Iraq vets join ranks of have-nots under Bush administration
BY JESSE JACKSON
October 28, 2003
Former POW Shoshana Johnson has finally returned home, still suffering from injuries she received in the military. But now her postwar wounds are exceeding her war wounds.
First, she had to fight simply to get an assessment of her injuries so she could get medical care and disability payments. She had been shot in both ankles, beaten and imprisoned for 22 days, and her military career was cut short. For all this, she has received $600 a month disability compensation, far beneath her needs or what she deserves.
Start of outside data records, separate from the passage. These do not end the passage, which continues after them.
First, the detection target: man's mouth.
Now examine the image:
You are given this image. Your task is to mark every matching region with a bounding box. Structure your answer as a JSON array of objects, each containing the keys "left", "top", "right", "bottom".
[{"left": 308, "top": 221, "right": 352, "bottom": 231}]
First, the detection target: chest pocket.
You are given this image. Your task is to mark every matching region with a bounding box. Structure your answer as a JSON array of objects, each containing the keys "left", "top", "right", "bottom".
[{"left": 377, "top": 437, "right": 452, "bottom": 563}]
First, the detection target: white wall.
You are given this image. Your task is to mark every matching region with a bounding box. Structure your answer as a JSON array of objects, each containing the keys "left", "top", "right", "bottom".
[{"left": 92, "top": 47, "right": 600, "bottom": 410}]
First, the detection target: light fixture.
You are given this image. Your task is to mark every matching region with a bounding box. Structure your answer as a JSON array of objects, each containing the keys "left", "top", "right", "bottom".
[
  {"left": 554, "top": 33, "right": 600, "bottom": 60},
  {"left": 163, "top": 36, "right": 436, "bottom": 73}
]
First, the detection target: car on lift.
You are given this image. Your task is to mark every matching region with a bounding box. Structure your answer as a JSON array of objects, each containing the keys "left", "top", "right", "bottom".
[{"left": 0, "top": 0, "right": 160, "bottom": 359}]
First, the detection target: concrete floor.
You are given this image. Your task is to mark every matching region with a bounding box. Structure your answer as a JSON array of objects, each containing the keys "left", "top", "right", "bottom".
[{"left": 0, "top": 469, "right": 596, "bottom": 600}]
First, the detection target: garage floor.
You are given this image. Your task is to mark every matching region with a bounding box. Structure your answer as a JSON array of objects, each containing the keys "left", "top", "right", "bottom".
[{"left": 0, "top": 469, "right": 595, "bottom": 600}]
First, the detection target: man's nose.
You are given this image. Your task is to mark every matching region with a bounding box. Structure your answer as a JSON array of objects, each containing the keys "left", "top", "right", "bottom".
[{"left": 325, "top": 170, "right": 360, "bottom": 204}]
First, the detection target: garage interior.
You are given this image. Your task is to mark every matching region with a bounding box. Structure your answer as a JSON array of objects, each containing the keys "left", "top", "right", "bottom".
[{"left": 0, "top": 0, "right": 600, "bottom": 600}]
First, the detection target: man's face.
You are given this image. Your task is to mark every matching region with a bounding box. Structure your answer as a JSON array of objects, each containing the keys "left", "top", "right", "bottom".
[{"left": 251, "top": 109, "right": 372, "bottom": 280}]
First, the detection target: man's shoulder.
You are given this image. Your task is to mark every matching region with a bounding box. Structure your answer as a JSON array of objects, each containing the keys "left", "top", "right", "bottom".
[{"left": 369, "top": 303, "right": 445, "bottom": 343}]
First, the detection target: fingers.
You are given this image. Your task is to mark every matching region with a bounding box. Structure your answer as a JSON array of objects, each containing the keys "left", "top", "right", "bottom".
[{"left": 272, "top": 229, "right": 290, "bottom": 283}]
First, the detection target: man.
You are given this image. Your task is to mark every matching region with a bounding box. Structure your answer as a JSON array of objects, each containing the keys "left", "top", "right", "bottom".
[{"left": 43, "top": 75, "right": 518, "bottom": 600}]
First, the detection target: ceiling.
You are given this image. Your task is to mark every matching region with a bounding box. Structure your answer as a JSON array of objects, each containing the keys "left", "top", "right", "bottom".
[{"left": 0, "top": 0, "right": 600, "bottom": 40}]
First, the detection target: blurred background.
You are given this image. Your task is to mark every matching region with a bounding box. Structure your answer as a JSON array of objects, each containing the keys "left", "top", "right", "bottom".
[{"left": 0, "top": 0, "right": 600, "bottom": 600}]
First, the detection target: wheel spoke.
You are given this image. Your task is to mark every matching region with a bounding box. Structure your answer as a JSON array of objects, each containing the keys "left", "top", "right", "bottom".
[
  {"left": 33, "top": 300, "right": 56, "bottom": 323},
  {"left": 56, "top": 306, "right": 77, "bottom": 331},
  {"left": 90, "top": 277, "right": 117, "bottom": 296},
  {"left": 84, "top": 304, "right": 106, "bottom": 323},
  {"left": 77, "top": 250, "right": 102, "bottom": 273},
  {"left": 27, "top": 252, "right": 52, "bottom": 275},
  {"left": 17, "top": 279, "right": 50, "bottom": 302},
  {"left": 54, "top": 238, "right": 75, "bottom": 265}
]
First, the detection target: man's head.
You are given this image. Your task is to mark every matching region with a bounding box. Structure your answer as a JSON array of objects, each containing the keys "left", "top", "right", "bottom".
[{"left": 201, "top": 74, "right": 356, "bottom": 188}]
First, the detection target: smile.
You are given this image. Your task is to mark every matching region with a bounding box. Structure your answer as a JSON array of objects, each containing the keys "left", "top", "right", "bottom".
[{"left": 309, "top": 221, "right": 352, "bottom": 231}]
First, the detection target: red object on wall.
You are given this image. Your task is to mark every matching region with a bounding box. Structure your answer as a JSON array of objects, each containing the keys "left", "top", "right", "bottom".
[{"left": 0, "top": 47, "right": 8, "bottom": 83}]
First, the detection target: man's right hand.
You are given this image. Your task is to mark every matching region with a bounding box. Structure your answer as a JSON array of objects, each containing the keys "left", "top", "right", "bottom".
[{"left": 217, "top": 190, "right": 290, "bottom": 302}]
But Johnson isn't an exception. America's soldiers and veterans seem to be at the bottom of the barrel when it comes to Iraq.
Dick Cheney's former company Halliburton is earning hundreds of millions charging U.S. taxpayers 85 percent more than Iraqi companies to import oil into Iraq. This tidy profit is on top of what Halliburton will earn for the multimillion dollar, no-bid contract it was awarded to rebuild Iraq's oil fields.
Even as taxpayer money is sluicing to Halliburton, the U.S. military refused to spend the money needed to supply soldiers on the front lines in Iraq with the modern body armor. Assigned to an occupation for which they are neither trained nor equipped, thousands of soldiers were sent out with outdated Vietnam-era vests. Desperate mothers and fathers have been buying their sons and daughters the modern vests -- even as the Pentagon dawdles.
So much for Howdy's "support" for our troops. The Administration seems more focused on lining the pockets of Haliburton, and other war profiteers.